Hendri hanya menggerakkan matanya dengan cemas, harap-harap dua makhluk yang memiliki riwayat sayton ini segera menghindar dari hadapannya. Tapi sepertinya tak semudah yang ia kira.

"Lo ada masalah? atau nyasar? gue gak pernah lihat lo tuh,"Lanjut Jihan dengan kening berkerut. "Lo gak papa kan?"Sekarang gantian Indra yang maju bertanya.

Hendri sudah sangat ingin meninju dua orang lelaki yang sudah memakai kostum lengkapnya ini dengan keras. Apalagi dimatanya tatapan Jihan dan Indra yang seperti om pedo—dimatanya bukan dimata orang lain.

"Hei!"Panggil Jihan membuat Hendri tersentak kaget. "Lo jangan takut, gue gak lukain kok, mau gue antar ke kelas lo gak?"Lanjut Jihan dengan senyum lembutnya.

"SUMPAH, GUE KELIATAN KAYAK BENERAN BELOK NYET!"Maki Hendri didalam hati yang sudah bete habis-habisan.

"HOE BEGO! INI GUE ANJIRRR HENDRI MARQUEL AGGRHHHHHH SIALAN!!"Teriak Hendri dengan suara nge-bass yang  membuat Jihan dan Indra kompak menganga dengan lebar.

"Wah Hendri, aura lo kuat banget ya sampai buat Jihan kalem gitu."Celetuk Rivan tanpa dosa sambil menunjukkan cengiran bodohnya.

"NAJISSS NGAPAIN TADI GUE!?!? OH SHIT LO HENDRI!!"Teriak Jihan bak orang kesetanan yang langsung di evakuasi oleh Indra menuju taman belakang sekolah untuk menenangkan mentalnya yang baru saja tergoyahkan.

"HUWAAA RIVAN!! GUE LIAT JIHAN SAMA INDRA UDAH KAYAK DILIATIN OM PEDO!!"Adu Hendri sambil merengek dan menarik lengan Rivan dengan kasar.

"HOE ANJERRR!! BERHENTI BEGO!!"Balas Rivan sambil meninju pergelangan tangan Hendri dengan keras membuat sang empu meringis kecil.

"Udah sana lo jadi beli air mineral gak sih anjay!?"Ketus Rivan yang sambil mengusap pergelangan tangannya yang terasa panas akibat tarikan kuat dari Hendri.

"Beliin dong Van! gue mau ganti kostum nih."Jawab Hendri dengan senyum polosnya.
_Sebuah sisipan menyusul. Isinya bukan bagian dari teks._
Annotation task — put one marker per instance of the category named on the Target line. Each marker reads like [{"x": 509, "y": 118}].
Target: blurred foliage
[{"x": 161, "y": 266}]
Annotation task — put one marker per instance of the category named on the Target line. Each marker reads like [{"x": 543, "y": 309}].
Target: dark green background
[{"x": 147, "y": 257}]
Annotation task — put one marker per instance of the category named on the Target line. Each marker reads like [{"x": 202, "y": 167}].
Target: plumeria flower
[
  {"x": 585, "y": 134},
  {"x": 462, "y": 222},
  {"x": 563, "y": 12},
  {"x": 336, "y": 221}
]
"PINTER AMAT LO KUTU BUAYA!!"Umpat Rivan sambil menendang bokong Hendri tanpa ampun. Pemuda bermata sipit itu segera berbalik dan berlari keluar kelas sebelum Rivan semakin menjadi ganas.

"Heh anjirrr ngapain lo berdiri didepan pintu kek satpol PP!? cepetan woi!"Ketus Alvin sambil menggeret Rivan agar segera masuk kembali kedalam kelas.

|•|•|•|

"Baiklah kita sudah siap sekarang, kita perlu menunggu berapa lama lagi?"Tanya Fiana kearah Ziano yang tengah mengutak-atik ponselnya. "Kurang 30 menit lagi, ayo kita langsung menuju belakang panggung untuk menyiapkan semuanya."Pimpin Ziano yang berjalan duluan menuju belakang panggung diikuti yang lain dari belakang.

"Katanya Deno jadi Lady Tremaine, kok wajahnya lebih mirip Mamah Muda sih?"Celetuk Juna tanpa dosa yang langsung mendapat tabokan maut dari Deno.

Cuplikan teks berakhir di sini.